US Set to Impose 100% Tariff on All Chinese Imports in Major Escalation
In a significant escalation of trade tensions, US President Donald Trump announced on 10 October, 2025, that a new additional tariff of 100% will be imposed on all goods imported from China, effective from 1 November.
Simultaneously, the administration revealed stringent new controls on the export of 'all critical US-made software' to China. The new tariff measure will be superimposed on existing import duties, a move the administration stated would raise the total tariff rate on Chinese goods to '130% or higher'.
Comprehensive Tariff Measures
The policy applies universally to all Chinese imports. The stated scope includes consumer electronics, machinery and equipment, textiles, toys, and agricultural products, covering nearly the entirety of the US-China trade relationship, which recorded a total volume of approximately $500 billion in 2024.
President Trump indicated that the 1 November effective date could be brought forward to 'late October' if China were to further escalate its own measures, specifically citing a potential 'complete embargo' on rare earth exports.
The new 100% tariff will be stacked atop existing base tariffs, including a 10% retaliatory tariff and a 20% tariff related to fentanyl precursors, resulting in the cited total rate exceeding 130%.
While no exemptions were mentioned in the announcement, the US Department of Commerce is anticipated to grant temporary exclusions for certain 'strategically essential goods'. The process for businesses to apply for relief is expected to be stringent.

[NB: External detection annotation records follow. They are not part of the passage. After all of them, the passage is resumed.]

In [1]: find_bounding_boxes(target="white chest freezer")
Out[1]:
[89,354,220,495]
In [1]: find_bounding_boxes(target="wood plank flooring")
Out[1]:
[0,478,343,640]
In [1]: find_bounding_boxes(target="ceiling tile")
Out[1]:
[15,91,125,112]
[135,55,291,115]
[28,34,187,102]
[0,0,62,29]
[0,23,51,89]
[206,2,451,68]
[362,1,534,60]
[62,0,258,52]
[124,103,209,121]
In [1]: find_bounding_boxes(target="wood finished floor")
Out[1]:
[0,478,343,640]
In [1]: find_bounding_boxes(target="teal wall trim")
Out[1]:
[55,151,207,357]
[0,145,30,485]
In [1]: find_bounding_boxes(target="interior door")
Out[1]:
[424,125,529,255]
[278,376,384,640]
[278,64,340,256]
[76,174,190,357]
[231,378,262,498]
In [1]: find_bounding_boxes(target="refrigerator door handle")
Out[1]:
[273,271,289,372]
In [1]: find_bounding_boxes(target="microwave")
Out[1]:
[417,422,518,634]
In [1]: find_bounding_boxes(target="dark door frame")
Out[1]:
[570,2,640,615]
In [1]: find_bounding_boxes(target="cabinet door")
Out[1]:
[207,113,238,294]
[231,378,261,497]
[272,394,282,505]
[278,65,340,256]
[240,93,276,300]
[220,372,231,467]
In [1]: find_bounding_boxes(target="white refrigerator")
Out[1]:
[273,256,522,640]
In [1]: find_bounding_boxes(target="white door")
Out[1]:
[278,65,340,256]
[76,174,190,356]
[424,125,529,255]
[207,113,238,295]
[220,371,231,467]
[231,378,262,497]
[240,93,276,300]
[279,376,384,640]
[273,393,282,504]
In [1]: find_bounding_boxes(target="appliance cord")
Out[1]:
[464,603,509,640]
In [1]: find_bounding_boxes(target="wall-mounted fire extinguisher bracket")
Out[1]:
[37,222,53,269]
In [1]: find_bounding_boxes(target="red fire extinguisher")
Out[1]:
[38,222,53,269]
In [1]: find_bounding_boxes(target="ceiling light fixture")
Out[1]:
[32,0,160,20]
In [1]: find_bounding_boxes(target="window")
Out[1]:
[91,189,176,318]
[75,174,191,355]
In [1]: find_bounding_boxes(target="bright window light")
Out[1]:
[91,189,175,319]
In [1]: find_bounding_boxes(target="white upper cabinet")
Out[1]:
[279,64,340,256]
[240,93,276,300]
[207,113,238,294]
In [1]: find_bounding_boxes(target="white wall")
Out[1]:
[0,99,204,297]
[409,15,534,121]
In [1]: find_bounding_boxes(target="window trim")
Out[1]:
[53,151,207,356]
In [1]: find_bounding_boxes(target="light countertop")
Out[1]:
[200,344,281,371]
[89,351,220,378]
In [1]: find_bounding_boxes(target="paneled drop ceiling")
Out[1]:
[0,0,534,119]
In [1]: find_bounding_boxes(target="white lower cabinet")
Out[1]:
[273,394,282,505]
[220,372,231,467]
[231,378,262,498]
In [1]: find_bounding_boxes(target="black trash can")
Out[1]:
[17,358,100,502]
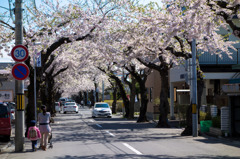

Expanded Software Export Controls
In a parallel technological move, the US will implement strict controls on 'any and key software' exports to China.
The controlled items specifically include US-developed operating systems, AI algorithms, cloud computing tools, semiconductor design software from firms such as Cadence and Synopsys, and enterprise-level software including Oracle databases and Microsoft Azure services.
The control mechanism will be an export licensing system, effectively prohibiting unauthorised software exports to Chinese entities, particularly those on the US Entity List. Restrictions will also extend to software updates and service support, with potential for retroactive application to already-installed US software.
The Bureau of Industry and Security (BIS) will enact these controls effective 1 November by amending the Export Administration Regulations (EAR), a process that could lead to China's designation as a 'high-risk destination'.
Recent Chinese Rare Earth Measures
On 9 October, China's Ministry of Commerce issued notices strengthening export controls on rare earth-related items and technologies.
The regulations impose controls on certain overseas rare earth items containing Chinese components and on related technologies. This requires foreign companies to obtain Chinese approval to export magnets containing Chinese rare earth elements or produced using Chinese technologies.
China holds a dominant position in the global rare earth sector, controlling approximately 70% of mining, 90% of separation and processing, and 93% of magnet manufacturing.
The Chinese rules have a broad reach, with some items subject to controls from 1st December, and others effective immediately. Furthermore, China stated it 'will not grant export licences in principle' for most military applications, while AI development with potential military uses will be 'reviewed on a case-by-case basis'.
US media and analysts have noted the vulnerability of semiconductor and AI supply chains. Joseph Hofer, Chief AI Officer at lobbying firm Monument Advocacy, commented: 'This is a genuine pain point for American AI companies,' highlighting challenges in bolstering domestic production.
Economic Analysis and Global Impact
Economic analysts suggest that from a certain threshold, further tariff hikes become counterproductive. There is a consensus within industry that once tariff rates climb into the 50% to 70% range, further increases lose practical economic significance. Excessively high duties typically result in costs being passed to domestic consumers, fuelling inflation, or forcing complex and costly realignments of global supply chains.
From an economic and trade perspective, Trump's aggressive tariff policy is inherently contradictory. America's unilateral trade protection measures not only violate World Trade Organisation rules but also render global supply chains 'more circuitous, complex and fragile'.
With the proposed implementation date of 1st November still ahead, significant uncertainty remains over the final form of these announced US policies and the subsequent response from international partners.